The United Kingdom’s Financial Conduct Authority (FCA) has published rules prohibiting the offer of digital asset derivatives products such as futures, options and exchange-traded notes to retail customers, just over a year after a ban was first proposed. Following a consultation process which opened in July 2019 and closed in October 2019, the FCA has published its Policy Statement (PS20/10) setting out the FCA's final policy position and rules that will come into force on 6 January 2021.
Explaining the rationale for the decision, the FCA said that:
The FCA considers these products to be ill-suited for retail consumers due to the harm they pose.

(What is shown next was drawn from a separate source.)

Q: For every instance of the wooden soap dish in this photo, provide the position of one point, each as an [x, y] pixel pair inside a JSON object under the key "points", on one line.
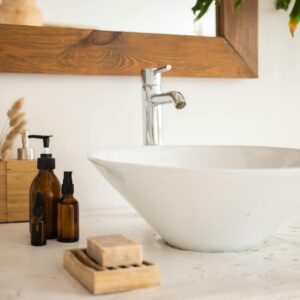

In particular, the FCA expressed its concern that digital asset derivatives cannot be reliably valued by retail consumers because of the:
inherent nature of the underlying assets, which means they have no reliable basis for valuation;
prevalence of market abuse and financial crime in the secondary market (eg cyber theft);
extreme volatility in cryptoasset price movements;
inadequate understanding of cryptoassets by retail consumers; and
lack of legitimate investment need for retail consumers to invest in these products.
Sheldon Mills, interim Executive Director of Strategy & Competition at the FCA, said:
This ban reflects how seriously we view the potential harm to retail consumers in these products. Consumer protection is paramount here ... Significant price volatility, combined with the inherent difficulties of valuing cryptoassets reliably, places retail consumers at a high risk of suffering losses from trading crypto-derivatives. We have evidence of this happening on a significant scale. The ban provides an appropriate level of protection.
The FCA's policy statement emphasises that the prohibition will remain under review in line with Article 42(6) of the Market in Financial Instruments Regulation (MiFIR). However, the prohibition is only likely to be reconsidered if the FCA can be convinced that the digital asset market changes in ways "which materially tackle the drivers of the harms [the FCA] have identified".
Understandably, those affected by the decision in the UK have expressed their concerns about the decision. Somewhat surprisingly, this has extended to suggestions from some that the FCA is sceptical of digital assets as a whole, with Townsend Lansing, head of product at CoinShares, making the following comments to Cointelegraph regarding the FCA's decision:
The FCA made it clear in their initial consultation and in the draft rules: they do not believe digital assets such as Bitcoin have value and therefore, they believe they are fundamentally unsuitable for investment.
While ASIC has yet to make any firm comment or commitment in relation to digital asset derivative products, they will no doubt be considering the FCA's position, and its consequences carefully.